Reinforcement Learning

5 minute read

Bandit Algorithm

Multi-Arm Bandit

For each time step $t$:

$\epsilon$ Greedy Algorithm:
- if $rand() < \epsilon$ random select $k$ from $1$ to $K$
- if $rand() > \epsilon$, $k = \underset{a}{argmax\ }(Q(a))$
- Usually $\epsilon = \frac{1}{\sqrt {t}}$
Take action $k$, record reward $r$
Update action times $N(k) \rightarrow N(k) + 1$
Update action values: $Q(k) \rightarrow Q(k) + \frac{1}{N(k)}[r - Q(k)]$
Interpretation: $NewEstimate \rightarrow OldEstimate + StepSize[Target - OldEstimate]$

Context-Free - UCB (Upper Confidence Bound)
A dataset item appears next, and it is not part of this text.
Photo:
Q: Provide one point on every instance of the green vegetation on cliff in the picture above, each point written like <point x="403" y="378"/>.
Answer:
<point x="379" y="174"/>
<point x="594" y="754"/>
for a given option $a_i$: the expected return is $\bar x_{i,t} + \sqrt{\frac{2ln(n)}{n_{i,t}}}$
first term - exploitation: the average return of item $i$ in the last $n_{i,t}$ trials
second term - exploration: higher bounds for items which were selected not that often

Context-Free - Thompson Sampling

beta distribution: $f(x;\alpha, \beta) = C \cdot x^{\alpha-1} \cdot (1-x)^{\beta-1} $. Note that $\alpha = \beta = 1$ gives the uniform distribution between 0 and 1.
the beta distribution is the conjugate prior probability distribution for the Bernoulli distribution
each time stamp, find the largest $\theta_i$, and update the parameter $\alpha_i$ and $\beta_i$ based on the reward $r$.
The two parameters controls the mean and variance of the $\theta$ for each option.

Contextual Bandit

The decision becomes making action $a$ based on the contextual vector $x_t$ and policy $\pi$
get reward $r_{t,a}$ and revise policy $\pi$.

Markov Process

Markov Property of a state

$P(S _{t+1} \vert S_t) = P(S _{t+1} \vert S_t, S _{t-1}, S _{t-2}, …)$, i.e, given the present, future is independent of past states.

Markov Process (MP)

A sequence of random states $S$ with Markoe property, with the defintions of:
- $S$: a finite set of states
- $P$: transition function - $P(S _{t+1} = s’ \vert S_t=s)$

Markov Reward Process

Reward Function:

$R(s) = R(S_t=s) = E[r _{t+1} \vert S_t=s]$

Return Function:

$G_t = r _{t+1} + \gamma r _{t+2} + \gamma^2 r _{t+3} + ... = \sum _{k=0}^{\infty} \gamma^k r _{t+k+1}$

Value Function & Bellman Expectation Equation

how good is it to be in a particular state
$V _{\pi}(s) = E[G_t \vert S_t=s]$
Two components:
- Immediate reward
- Discounted value of the successor state
Interpretation:
- The expected reward we get upon leaving that state

$V(s) = E[G_t \vert S_t=s] = \\ E[\color{red}{r _{t+1}} + \color{blue}{\gamma(r _{t+2} + \gamma r _{t+3} +...)} \vert S_t=s] = \\ E[\color{red}{r _{t+1}} + \color{blue}{\gamma G _{t+1}} \vert S_t=s] = \\ E[\color{red}{r _{t+1}} + \color{blue}{\gamma V(S _{t+1}}) \vert S_t=s] = \\ \color{red}{R(s)} + \color{blue}{\gamma \sum _{s' \in \mathbf S}{P _{ss'}V(s')}}$

Analytical solution to Bellman Equation

Computational complexity: $O(n^3)$ $\mathbf V = \mathbf R + \gamma \mathbf P \mathbf V$ $\mathbf V = (\mathbf I - \gamma \mathbf P)^{-1} \mathbf R$

Markov Decision Process

New State Transition Probability - with action $a$

$P _{ss'}^a = P[S _{t+1} = s' \vert S_t = s, A_t = a]$

New Reward Function - with action $a$

$R_s^a = R(S_t=s, A_t = a) = E[r _{t+1} \vert S_t=s, A_t = a]$

Policy:

$\pi (a \vert s) = P(A_t=a \vert S_t=s)$

Given a fixed policy, the MDP becomes MRP.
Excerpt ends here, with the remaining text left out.